Oprócz sprostania wyjątkowo trudnym wymaganiom technologicznym naszych użytkowników, staramy się spełniać ich wymagania logistyczne. Centralny magazyn PFERDa w Niemczech wysyła przesyłki właściwie w dniu złożenia zamówienia. Docierają one do Polski zazwyczaj w 48-godzin. Produkty VSM magazynowane są w Polsce, w tym także w sporej części konfekcjonowane. W związku z tym dostawy najczęściej docierają do regularnego odbiorcy w 24 godziny. To spory sukces logistyczny, utrzymywany dla zdecydowanej większości zamówień, pomimo obecnego kryzysu w dostawach komponentów.
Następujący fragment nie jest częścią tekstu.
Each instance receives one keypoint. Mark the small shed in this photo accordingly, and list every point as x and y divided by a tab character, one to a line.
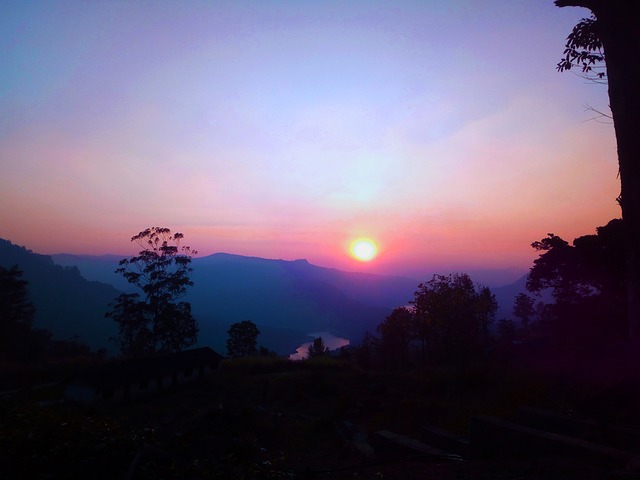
141	377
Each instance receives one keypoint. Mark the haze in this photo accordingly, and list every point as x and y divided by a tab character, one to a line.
441	130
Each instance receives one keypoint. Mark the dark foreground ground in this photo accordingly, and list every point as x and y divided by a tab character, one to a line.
272	419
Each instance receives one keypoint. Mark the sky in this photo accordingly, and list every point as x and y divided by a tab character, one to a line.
439	129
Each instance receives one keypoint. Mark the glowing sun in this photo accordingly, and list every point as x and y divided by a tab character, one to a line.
364	249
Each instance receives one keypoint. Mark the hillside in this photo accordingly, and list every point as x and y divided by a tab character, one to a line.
286	299
66	303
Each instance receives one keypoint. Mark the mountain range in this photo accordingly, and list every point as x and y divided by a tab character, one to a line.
287	300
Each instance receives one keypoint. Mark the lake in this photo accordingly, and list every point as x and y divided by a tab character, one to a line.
330	340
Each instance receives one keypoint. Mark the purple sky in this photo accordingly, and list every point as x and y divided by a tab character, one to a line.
439	129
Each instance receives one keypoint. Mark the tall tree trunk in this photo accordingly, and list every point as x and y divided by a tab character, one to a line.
618	23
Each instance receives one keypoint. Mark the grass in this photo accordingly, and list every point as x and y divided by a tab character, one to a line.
268	417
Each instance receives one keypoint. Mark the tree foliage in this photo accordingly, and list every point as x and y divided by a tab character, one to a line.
452	316
524	309
584	50
615	29
243	339
156	321
587	282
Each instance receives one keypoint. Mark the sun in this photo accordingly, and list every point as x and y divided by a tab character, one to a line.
364	249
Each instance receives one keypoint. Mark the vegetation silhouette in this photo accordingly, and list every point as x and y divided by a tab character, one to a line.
317	348
612	36
587	282
157	322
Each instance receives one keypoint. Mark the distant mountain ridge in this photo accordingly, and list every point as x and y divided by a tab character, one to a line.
288	300
66	303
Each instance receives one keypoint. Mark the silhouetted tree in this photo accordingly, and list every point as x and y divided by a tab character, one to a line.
614	30
242	340
396	333
524	309
506	331
452	316
366	353
587	281
156	321
317	348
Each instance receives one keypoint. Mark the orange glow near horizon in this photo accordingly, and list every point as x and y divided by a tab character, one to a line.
363	249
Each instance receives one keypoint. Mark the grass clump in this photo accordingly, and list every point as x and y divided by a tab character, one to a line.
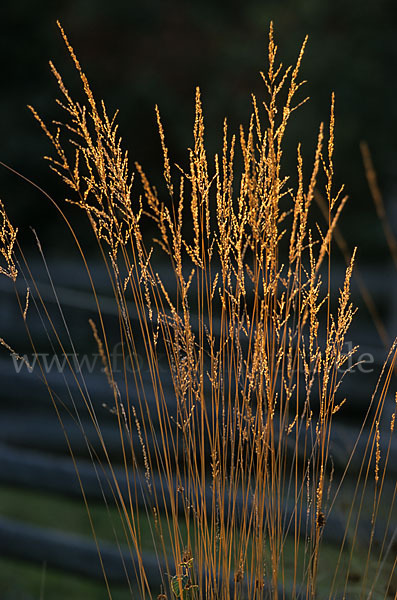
233	467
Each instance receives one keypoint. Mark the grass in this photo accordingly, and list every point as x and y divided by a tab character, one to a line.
254	353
Firmy Pferd i VSM opierały się zawsze na sprawdzonych oraz zaawansowanych technologicznie dostawcach, a ich zakłady produkcyjne zlokalizowano w miejscach bezpiecznych i gwarantujących stabilność dostaw. Mamy fabryki w Niemczech, Hiszpanii, Stanach Zjednoczonych i RPA. Naszym partnerom oferujemy również system zamówień bezpośrednich poprzez nasz „e-shop” w sieci. Zaletą tego systemu jest zlecenie dostawy w dowolne miejsce w Polsce, bez konieczności spełnienia wartościowego minimum logistycznego. Zachęcam do kontaktu z nami w celu uzyskania dostępu do tego systemu, bo jest to świetna droga do skrócenia łańcucha dostaw.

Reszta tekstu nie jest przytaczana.